A lot of it is a sense of obligation. They’re worried about letting co-workers down and increasing other people’s workloads. If they don’t show up, another staff member has to take over at short notice.
But there’s also a lack of cohesion in the medical community around who’s too ill to work; policies vary from hospital to hospital. More importantly, there’s a lot of variety in how well the managers and infection control people enforce existing policies. And there’s not yet a good indicator of what symptoms, or how severe they are, indicate the probability of transmission. I think the whole health-care community needs to get on the same page on what symptoms should keep a worker home. And this will likely have to start at the hospital-level since it needs to be enforced at the hospital-level.

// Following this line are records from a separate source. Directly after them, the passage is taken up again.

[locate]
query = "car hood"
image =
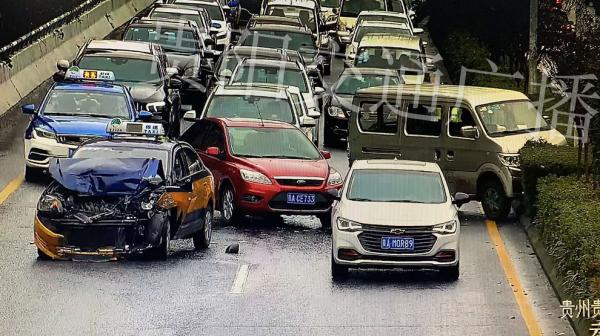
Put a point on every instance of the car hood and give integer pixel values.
(286, 167)
(190, 64)
(511, 144)
(146, 93)
(413, 79)
(71, 125)
(397, 214)
(348, 22)
(101, 177)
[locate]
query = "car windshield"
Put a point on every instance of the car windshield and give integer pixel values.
(389, 58)
(172, 40)
(351, 84)
(132, 70)
(394, 185)
(272, 75)
(250, 106)
(86, 103)
(300, 42)
(381, 18)
(288, 143)
(351, 8)
(330, 3)
(511, 117)
(307, 16)
(363, 30)
(93, 152)
(213, 11)
(177, 16)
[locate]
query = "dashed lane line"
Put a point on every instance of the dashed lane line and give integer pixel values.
(513, 280)
(240, 280)
(10, 188)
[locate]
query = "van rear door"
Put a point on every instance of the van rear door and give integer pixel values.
(422, 131)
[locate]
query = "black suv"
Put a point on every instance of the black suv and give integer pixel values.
(142, 67)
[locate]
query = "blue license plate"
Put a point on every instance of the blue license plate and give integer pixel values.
(301, 198)
(397, 243)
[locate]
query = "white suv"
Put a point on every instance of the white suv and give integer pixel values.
(394, 213)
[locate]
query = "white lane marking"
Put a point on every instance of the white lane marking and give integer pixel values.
(240, 280)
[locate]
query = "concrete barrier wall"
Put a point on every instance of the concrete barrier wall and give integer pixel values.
(34, 64)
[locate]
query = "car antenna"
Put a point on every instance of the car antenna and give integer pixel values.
(262, 123)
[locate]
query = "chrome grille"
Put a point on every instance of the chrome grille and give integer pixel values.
(73, 139)
(300, 181)
(371, 236)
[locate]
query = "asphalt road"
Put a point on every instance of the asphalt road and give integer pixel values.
(279, 283)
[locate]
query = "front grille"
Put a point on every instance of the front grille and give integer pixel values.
(279, 202)
(299, 181)
(75, 140)
(371, 236)
(91, 238)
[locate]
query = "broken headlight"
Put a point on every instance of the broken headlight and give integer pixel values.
(50, 203)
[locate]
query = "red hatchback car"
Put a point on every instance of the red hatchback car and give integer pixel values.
(265, 167)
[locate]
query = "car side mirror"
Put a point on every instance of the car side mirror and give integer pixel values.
(334, 194)
(470, 132)
(306, 121)
(28, 109)
(319, 90)
(214, 151)
(63, 65)
(314, 114)
(461, 199)
(175, 83)
(190, 115)
(145, 115)
(209, 42)
(156, 107)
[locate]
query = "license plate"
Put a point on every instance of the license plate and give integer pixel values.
(301, 198)
(397, 243)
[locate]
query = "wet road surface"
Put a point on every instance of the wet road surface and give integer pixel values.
(279, 283)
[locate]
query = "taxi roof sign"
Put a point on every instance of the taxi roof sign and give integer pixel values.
(120, 126)
(75, 73)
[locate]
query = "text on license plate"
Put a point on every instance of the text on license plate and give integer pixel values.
(301, 198)
(397, 243)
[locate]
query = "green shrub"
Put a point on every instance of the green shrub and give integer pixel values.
(539, 159)
(569, 218)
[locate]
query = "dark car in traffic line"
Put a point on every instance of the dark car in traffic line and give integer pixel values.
(143, 68)
(338, 106)
(125, 195)
(185, 50)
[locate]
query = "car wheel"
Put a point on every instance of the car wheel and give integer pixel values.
(451, 273)
(327, 70)
(43, 256)
(494, 201)
(161, 252)
(202, 238)
(325, 220)
(338, 272)
(32, 174)
(229, 211)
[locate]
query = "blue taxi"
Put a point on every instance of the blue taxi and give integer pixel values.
(73, 111)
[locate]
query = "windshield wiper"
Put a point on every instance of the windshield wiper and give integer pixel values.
(402, 201)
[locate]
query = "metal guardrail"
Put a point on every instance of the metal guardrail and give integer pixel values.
(35, 35)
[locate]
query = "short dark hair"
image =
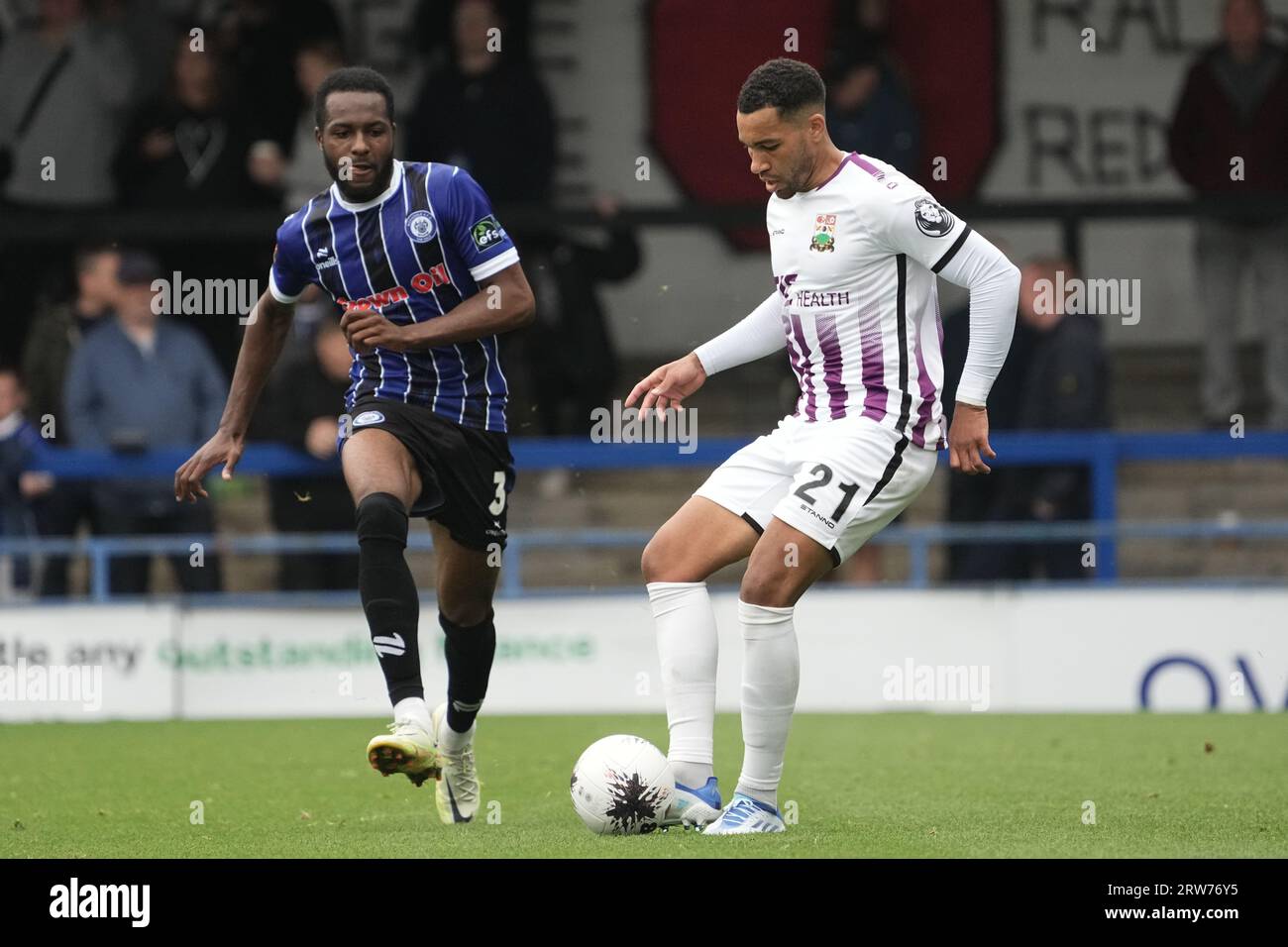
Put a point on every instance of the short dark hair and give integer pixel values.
(785, 84)
(352, 78)
(86, 256)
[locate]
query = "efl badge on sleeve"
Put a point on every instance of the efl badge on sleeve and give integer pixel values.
(931, 219)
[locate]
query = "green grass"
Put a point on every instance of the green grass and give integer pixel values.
(887, 785)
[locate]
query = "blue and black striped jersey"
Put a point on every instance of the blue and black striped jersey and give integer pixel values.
(412, 253)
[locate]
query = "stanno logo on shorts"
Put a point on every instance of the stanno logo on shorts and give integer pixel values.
(818, 515)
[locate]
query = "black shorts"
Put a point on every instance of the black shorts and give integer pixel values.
(467, 474)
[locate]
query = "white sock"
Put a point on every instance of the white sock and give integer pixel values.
(688, 646)
(771, 677)
(412, 709)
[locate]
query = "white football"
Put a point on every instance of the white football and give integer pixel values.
(622, 785)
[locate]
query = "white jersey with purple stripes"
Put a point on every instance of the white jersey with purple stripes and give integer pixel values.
(412, 253)
(854, 262)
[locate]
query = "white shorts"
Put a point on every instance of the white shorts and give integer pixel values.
(836, 480)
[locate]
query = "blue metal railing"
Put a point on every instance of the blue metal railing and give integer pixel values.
(1100, 451)
(917, 539)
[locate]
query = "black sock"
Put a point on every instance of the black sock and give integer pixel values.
(469, 663)
(389, 592)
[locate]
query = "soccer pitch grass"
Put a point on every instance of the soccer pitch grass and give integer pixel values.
(880, 785)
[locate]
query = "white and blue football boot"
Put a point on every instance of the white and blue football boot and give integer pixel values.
(694, 806)
(745, 815)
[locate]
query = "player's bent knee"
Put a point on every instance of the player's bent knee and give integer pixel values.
(465, 612)
(381, 517)
(665, 562)
(767, 587)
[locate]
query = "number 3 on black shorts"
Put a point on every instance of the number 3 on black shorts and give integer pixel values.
(497, 504)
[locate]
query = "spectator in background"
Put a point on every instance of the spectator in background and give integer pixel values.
(189, 149)
(65, 85)
(56, 330)
(262, 38)
(300, 408)
(55, 333)
(870, 107)
(567, 360)
(141, 382)
(432, 29)
(1235, 103)
(20, 445)
(1065, 386)
(292, 167)
(476, 110)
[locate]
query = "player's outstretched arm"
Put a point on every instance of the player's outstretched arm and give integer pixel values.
(755, 337)
(502, 304)
(670, 384)
(266, 334)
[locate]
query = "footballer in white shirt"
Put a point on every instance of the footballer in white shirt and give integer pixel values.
(855, 248)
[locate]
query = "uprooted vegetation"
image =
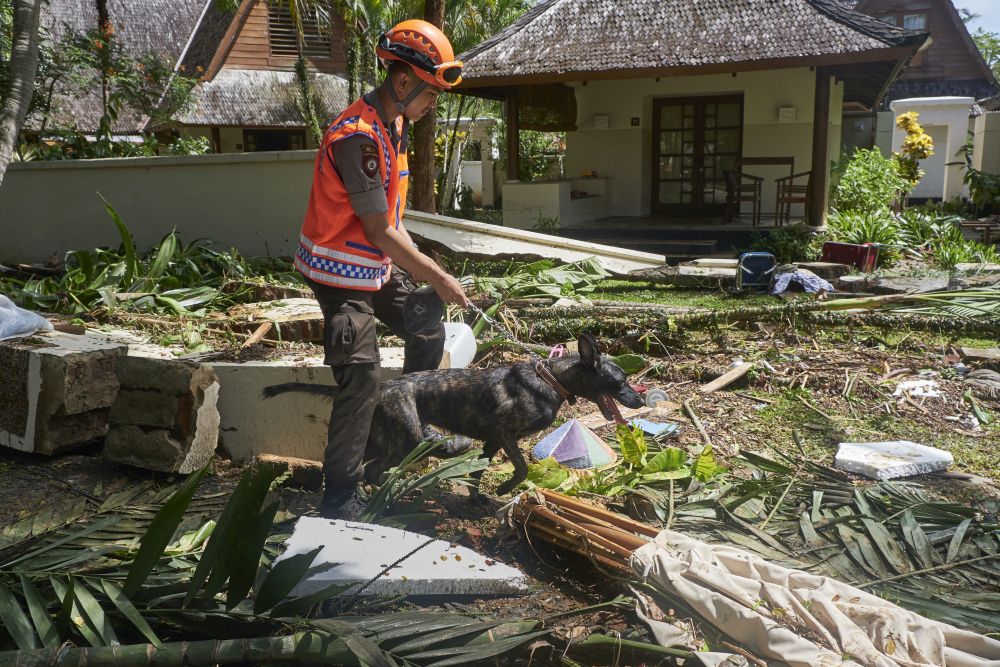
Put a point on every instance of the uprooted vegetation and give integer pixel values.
(748, 466)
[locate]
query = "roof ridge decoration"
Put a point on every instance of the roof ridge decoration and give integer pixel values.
(522, 22)
(868, 25)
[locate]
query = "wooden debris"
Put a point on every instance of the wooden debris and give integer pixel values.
(258, 334)
(727, 379)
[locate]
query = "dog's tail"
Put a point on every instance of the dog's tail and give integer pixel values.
(322, 390)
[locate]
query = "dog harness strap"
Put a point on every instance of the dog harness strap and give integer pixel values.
(544, 373)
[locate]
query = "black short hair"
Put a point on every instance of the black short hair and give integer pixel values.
(397, 66)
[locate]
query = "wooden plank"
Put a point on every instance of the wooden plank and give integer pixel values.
(596, 419)
(726, 379)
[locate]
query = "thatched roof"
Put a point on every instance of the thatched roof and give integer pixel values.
(558, 40)
(255, 97)
(160, 27)
(185, 33)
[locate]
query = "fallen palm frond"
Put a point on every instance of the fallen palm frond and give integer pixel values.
(167, 577)
(172, 278)
(959, 311)
(688, 573)
(936, 558)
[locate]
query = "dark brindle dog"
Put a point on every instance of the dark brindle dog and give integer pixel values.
(498, 406)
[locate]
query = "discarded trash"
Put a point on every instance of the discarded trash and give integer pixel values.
(888, 460)
(804, 278)
(654, 396)
(575, 446)
(364, 552)
(422, 310)
(918, 389)
(459, 344)
(754, 270)
(655, 429)
(17, 322)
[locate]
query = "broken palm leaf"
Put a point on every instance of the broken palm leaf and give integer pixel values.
(15, 621)
(161, 530)
(118, 598)
(282, 578)
(39, 614)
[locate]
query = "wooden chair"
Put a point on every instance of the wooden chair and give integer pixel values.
(791, 191)
(741, 188)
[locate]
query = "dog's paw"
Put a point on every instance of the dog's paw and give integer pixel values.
(507, 487)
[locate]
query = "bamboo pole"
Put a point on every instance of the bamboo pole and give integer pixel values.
(599, 512)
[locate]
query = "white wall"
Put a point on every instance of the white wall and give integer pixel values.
(622, 151)
(252, 201)
(947, 120)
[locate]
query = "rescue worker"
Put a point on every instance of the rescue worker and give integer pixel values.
(355, 252)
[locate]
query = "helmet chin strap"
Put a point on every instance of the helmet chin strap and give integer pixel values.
(402, 104)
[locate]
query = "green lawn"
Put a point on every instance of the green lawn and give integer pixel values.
(667, 295)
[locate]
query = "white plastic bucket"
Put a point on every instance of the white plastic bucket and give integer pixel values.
(459, 344)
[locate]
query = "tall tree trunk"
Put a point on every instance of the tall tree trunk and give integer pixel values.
(23, 66)
(422, 165)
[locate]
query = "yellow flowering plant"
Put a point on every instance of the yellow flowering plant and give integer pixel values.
(917, 146)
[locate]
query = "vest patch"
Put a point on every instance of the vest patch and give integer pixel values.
(369, 160)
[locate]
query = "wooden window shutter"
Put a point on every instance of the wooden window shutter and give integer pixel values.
(283, 38)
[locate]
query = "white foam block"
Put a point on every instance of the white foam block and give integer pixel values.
(888, 460)
(363, 550)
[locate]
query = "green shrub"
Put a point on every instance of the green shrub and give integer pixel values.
(984, 188)
(190, 146)
(794, 243)
(870, 182)
(918, 229)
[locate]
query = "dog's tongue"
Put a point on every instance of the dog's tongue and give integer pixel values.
(609, 409)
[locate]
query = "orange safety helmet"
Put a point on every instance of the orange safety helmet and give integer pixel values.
(423, 46)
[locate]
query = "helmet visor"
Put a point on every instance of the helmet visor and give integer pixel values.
(446, 74)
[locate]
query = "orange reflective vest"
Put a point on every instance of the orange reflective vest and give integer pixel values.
(333, 248)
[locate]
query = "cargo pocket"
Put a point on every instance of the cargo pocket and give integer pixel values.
(350, 339)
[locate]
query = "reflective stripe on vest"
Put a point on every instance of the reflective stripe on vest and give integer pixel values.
(333, 248)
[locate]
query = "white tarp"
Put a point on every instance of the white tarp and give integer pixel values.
(791, 617)
(17, 322)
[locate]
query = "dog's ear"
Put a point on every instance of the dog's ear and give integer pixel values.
(590, 351)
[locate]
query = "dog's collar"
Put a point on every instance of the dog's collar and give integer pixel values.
(543, 372)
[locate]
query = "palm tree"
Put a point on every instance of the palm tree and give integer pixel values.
(23, 66)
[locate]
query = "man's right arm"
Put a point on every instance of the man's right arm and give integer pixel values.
(356, 159)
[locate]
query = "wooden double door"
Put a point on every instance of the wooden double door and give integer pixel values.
(695, 140)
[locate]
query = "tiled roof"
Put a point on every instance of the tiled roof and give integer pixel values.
(205, 41)
(244, 97)
(906, 88)
(558, 37)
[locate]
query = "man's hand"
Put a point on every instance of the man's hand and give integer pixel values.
(395, 244)
(450, 290)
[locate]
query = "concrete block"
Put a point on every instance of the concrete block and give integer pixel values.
(165, 416)
(889, 460)
(825, 270)
(988, 354)
(303, 473)
(362, 551)
(972, 268)
(292, 425)
(294, 319)
(56, 390)
(909, 285)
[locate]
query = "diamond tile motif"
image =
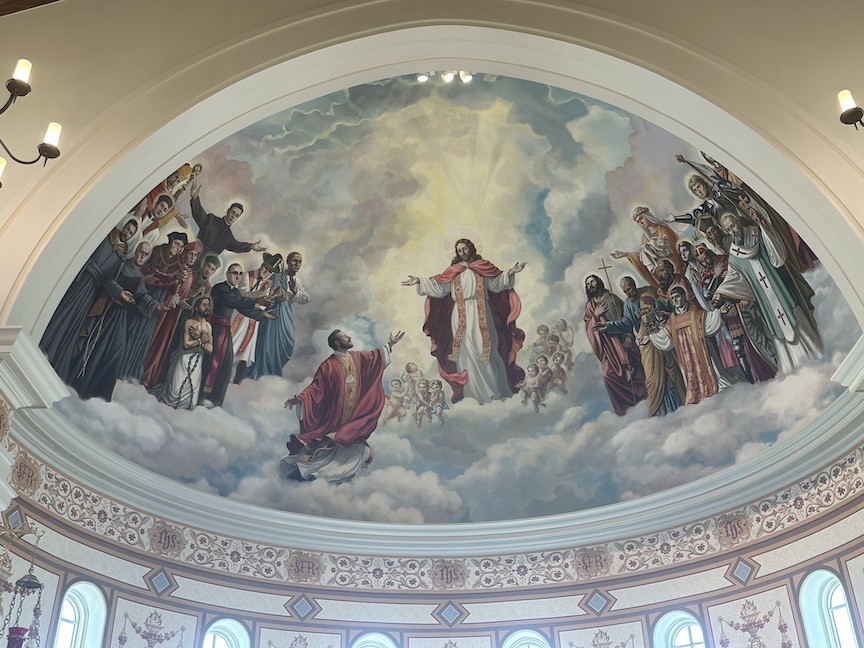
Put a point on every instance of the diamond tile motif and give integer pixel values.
(14, 519)
(741, 571)
(450, 613)
(597, 602)
(302, 607)
(160, 582)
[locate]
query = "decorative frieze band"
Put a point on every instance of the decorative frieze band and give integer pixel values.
(96, 513)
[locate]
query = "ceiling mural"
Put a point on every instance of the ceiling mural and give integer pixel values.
(448, 302)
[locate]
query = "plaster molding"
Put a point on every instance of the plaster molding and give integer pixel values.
(27, 379)
(404, 566)
(65, 449)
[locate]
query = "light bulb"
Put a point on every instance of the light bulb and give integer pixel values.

In fairness, it must be hard to call in sick during flu season, when hospitals are slammed. And don’t hospital workers get sick a lot?
It is tough. Also, when physicians have clinic days, they would have to reschedule everyone. But they don’t get sick a lot – they’re amazingly resilient. They know they’re at high risk so they’re diligent about wearing face masks, cleaning their hands and getting vaccinated. Although almost 95 per cent of people we surveyed worked at least one day while symptomatic, they were only sick for two work days per flu season.
So what’s the solution?
Just bite the bullet and call in sick. People will understand and adapt. I think if everyone does it, scheduling will follow suit. Taking two additional sick days will not bring a hospital to its knees, but if you bring a viral illness to a transplant patient or a baby, it could be fatal. Plus, passing along a viral illness extends patients’ length of hospital stay and causes illnesses in co-workers, so it’s costing the health-care system as well.
I also think we need a shift in peer pressure. Instead of feeling the pressure to come in sick, the pressure should be to not come in sick and potentially infect everyone around you.